With my limited exposure to careers in science, I began exploring specialties through the courses I took at Oregon State University during my undergrad years. I took an Aquatic Entomology class that finally lit up all the ideas and passion that I felt for science, and it didn’t take long for me to decide that insects and ecology were going to be my path. I became fascinated with the interaction between insects and their environments, the way they could be used as living indicators, and tracked to understand weather patterns and the ecologies of other organisms.
From there, my desire to understand the way insects behave in response to changes in the environment evolved and I began to examine insects in changing landscapes of the Pacific Northwest: insect community aggregation in timber lands, pollinators in degraded and then restored landscapes, and channeled river systems in agricultural lands.
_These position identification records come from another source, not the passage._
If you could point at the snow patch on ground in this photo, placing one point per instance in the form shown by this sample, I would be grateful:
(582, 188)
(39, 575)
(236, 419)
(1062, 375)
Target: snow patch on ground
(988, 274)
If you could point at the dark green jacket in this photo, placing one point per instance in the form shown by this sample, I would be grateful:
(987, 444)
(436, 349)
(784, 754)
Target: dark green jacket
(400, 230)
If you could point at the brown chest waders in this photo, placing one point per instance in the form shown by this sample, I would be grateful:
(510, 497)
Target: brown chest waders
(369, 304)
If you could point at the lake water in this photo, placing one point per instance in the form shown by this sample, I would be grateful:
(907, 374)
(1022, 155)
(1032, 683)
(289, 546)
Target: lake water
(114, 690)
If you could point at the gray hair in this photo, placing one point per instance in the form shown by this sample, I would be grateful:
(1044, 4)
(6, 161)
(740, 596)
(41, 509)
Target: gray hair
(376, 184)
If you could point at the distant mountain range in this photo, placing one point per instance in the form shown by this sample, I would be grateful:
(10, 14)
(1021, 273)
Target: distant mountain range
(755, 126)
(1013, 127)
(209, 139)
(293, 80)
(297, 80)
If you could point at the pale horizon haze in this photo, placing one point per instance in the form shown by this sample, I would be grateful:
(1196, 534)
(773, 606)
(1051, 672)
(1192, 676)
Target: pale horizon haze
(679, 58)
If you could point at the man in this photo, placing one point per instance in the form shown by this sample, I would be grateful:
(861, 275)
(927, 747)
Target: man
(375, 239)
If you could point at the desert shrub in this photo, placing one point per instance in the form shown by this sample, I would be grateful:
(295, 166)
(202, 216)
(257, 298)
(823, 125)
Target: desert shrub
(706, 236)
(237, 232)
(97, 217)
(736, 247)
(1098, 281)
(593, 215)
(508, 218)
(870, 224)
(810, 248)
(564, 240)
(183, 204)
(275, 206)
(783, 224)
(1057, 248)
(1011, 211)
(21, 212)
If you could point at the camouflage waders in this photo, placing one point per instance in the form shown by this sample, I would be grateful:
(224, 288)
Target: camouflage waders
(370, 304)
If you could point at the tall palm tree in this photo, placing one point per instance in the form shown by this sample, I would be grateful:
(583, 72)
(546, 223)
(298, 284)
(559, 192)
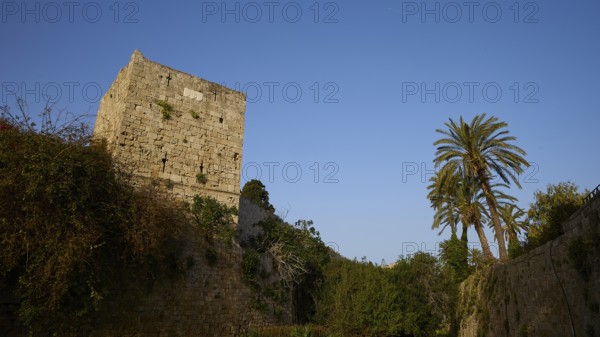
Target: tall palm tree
(441, 195)
(513, 225)
(472, 211)
(481, 149)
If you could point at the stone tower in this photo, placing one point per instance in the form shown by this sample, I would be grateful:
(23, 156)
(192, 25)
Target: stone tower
(170, 127)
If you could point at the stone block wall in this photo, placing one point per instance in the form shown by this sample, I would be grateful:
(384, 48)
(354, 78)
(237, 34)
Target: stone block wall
(167, 126)
(553, 290)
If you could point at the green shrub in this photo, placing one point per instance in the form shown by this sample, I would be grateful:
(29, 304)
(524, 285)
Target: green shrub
(165, 109)
(214, 219)
(74, 235)
(201, 178)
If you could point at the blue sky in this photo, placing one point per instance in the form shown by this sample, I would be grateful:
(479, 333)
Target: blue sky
(347, 93)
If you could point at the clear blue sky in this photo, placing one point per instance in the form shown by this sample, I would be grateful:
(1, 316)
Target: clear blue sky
(361, 67)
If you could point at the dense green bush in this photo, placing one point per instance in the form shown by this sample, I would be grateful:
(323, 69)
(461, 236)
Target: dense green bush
(214, 219)
(550, 209)
(73, 233)
(410, 299)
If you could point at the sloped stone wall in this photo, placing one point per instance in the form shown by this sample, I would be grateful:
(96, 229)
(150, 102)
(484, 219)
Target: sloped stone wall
(553, 290)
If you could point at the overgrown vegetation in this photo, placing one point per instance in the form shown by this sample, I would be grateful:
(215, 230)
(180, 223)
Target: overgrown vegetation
(201, 178)
(73, 233)
(255, 191)
(214, 219)
(166, 109)
(549, 210)
(77, 241)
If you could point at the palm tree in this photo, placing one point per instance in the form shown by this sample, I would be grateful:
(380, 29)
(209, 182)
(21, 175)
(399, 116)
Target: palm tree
(482, 149)
(441, 195)
(472, 211)
(511, 215)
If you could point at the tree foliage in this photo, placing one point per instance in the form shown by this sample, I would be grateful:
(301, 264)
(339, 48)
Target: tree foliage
(72, 232)
(410, 299)
(549, 210)
(482, 149)
(214, 219)
(255, 191)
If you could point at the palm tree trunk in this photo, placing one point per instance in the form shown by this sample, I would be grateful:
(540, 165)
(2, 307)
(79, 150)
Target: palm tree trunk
(464, 237)
(491, 201)
(485, 246)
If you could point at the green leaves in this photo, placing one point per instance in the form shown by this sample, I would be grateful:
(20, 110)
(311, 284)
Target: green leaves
(214, 219)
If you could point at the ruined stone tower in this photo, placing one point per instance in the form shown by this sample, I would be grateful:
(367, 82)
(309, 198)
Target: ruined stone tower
(170, 127)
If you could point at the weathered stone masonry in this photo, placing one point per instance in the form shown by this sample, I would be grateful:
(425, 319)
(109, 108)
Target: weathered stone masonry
(169, 126)
(542, 293)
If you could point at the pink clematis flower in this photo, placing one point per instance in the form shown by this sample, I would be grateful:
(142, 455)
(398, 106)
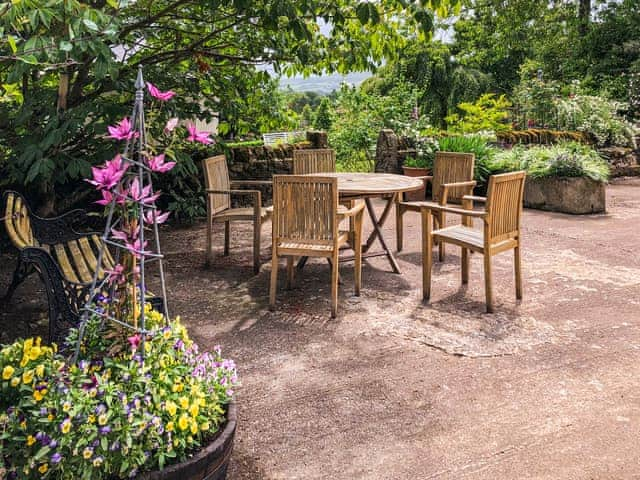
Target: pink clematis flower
(122, 131)
(160, 217)
(196, 136)
(108, 176)
(134, 341)
(144, 194)
(162, 96)
(172, 123)
(157, 164)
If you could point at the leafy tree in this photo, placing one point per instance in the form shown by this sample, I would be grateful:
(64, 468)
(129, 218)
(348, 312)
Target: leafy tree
(322, 120)
(74, 63)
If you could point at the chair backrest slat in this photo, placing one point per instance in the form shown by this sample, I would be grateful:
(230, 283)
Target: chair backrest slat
(304, 209)
(504, 205)
(216, 177)
(321, 160)
(451, 167)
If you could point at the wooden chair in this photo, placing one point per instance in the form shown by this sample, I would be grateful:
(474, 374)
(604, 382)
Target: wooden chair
(306, 217)
(452, 179)
(219, 190)
(501, 231)
(321, 160)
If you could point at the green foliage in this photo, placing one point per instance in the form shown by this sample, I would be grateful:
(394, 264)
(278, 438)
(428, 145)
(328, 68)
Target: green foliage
(109, 416)
(322, 120)
(488, 113)
(476, 144)
(562, 160)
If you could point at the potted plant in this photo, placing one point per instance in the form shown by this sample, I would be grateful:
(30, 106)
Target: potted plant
(132, 394)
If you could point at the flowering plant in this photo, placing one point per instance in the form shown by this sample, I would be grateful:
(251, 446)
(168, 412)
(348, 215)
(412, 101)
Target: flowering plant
(109, 416)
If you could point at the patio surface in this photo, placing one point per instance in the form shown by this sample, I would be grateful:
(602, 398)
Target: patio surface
(391, 389)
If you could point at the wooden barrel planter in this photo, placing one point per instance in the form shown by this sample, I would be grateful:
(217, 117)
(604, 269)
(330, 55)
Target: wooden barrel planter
(209, 463)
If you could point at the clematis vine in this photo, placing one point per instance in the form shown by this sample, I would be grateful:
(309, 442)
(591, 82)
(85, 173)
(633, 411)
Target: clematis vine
(156, 93)
(122, 131)
(157, 164)
(196, 136)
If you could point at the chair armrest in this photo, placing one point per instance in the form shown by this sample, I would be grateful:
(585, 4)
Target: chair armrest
(444, 189)
(352, 211)
(474, 198)
(251, 182)
(458, 211)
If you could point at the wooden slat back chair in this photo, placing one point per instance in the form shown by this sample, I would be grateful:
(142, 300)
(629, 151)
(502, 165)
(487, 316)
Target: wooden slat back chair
(321, 160)
(500, 232)
(65, 259)
(306, 219)
(219, 190)
(452, 179)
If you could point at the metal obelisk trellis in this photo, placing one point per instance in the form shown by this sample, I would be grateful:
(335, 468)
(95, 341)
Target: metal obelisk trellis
(135, 151)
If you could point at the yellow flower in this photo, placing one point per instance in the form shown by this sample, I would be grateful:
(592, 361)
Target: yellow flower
(7, 372)
(171, 408)
(27, 377)
(183, 423)
(34, 353)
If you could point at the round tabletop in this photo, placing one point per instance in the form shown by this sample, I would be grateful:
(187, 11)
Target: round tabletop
(373, 183)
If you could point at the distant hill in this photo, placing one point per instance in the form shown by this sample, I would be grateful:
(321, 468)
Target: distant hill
(322, 83)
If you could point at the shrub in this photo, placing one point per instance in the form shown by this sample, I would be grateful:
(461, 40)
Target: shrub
(563, 160)
(475, 144)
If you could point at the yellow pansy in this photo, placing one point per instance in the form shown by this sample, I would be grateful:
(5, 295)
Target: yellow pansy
(171, 408)
(183, 423)
(27, 377)
(7, 372)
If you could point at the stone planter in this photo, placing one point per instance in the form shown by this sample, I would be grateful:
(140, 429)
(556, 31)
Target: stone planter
(416, 195)
(209, 463)
(566, 195)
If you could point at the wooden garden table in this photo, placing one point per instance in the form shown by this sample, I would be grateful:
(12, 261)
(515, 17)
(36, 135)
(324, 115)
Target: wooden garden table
(354, 186)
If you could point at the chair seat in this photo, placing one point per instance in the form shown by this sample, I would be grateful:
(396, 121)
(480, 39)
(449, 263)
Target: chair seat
(461, 235)
(245, 213)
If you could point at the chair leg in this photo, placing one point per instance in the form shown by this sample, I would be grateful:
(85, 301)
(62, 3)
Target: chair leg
(358, 254)
(442, 222)
(227, 231)
(488, 289)
(274, 280)
(465, 266)
(209, 234)
(399, 227)
(518, 271)
(334, 284)
(427, 259)
(257, 227)
(290, 270)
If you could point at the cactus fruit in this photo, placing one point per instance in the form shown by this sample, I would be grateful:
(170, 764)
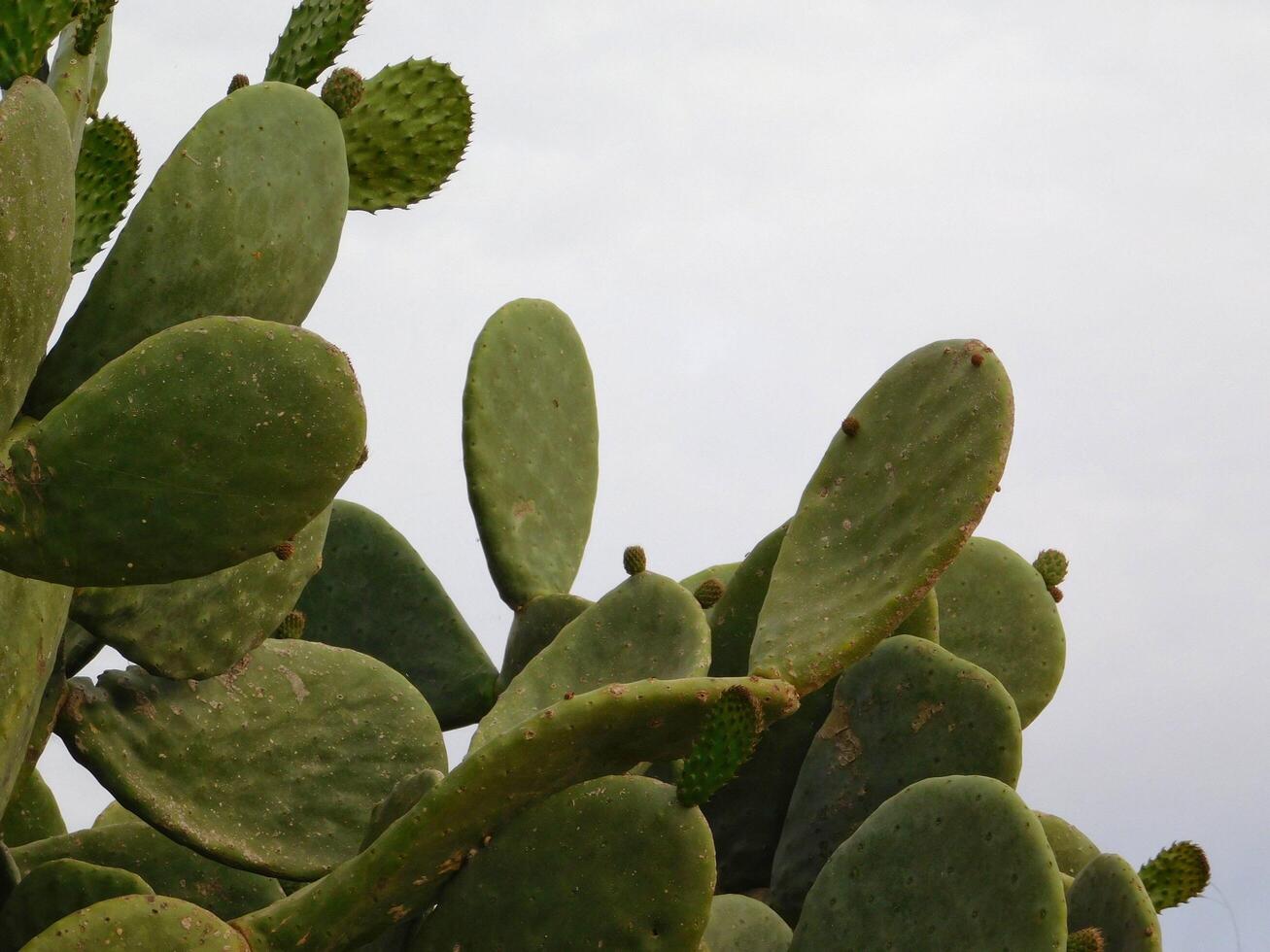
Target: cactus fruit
(1051, 566)
(831, 727)
(724, 744)
(106, 175)
(1175, 874)
(343, 90)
Working in Nursery production is very similar. In every ecosystem, the part of this job I enjoy the most is the new mystery and the strange way insects have adapted to life with humans in our tiny corner of the world. There are more questions than answers, and insects find a way to surprise and amaze me in every project – sometimes not in the best of ways, like when they disappear the same year a major grant is funded – but always in ways that make my job interesting and compelling. I plan to always be found crawling through the foliage, shaking leaves and scratching the soil, searching for tiny answers.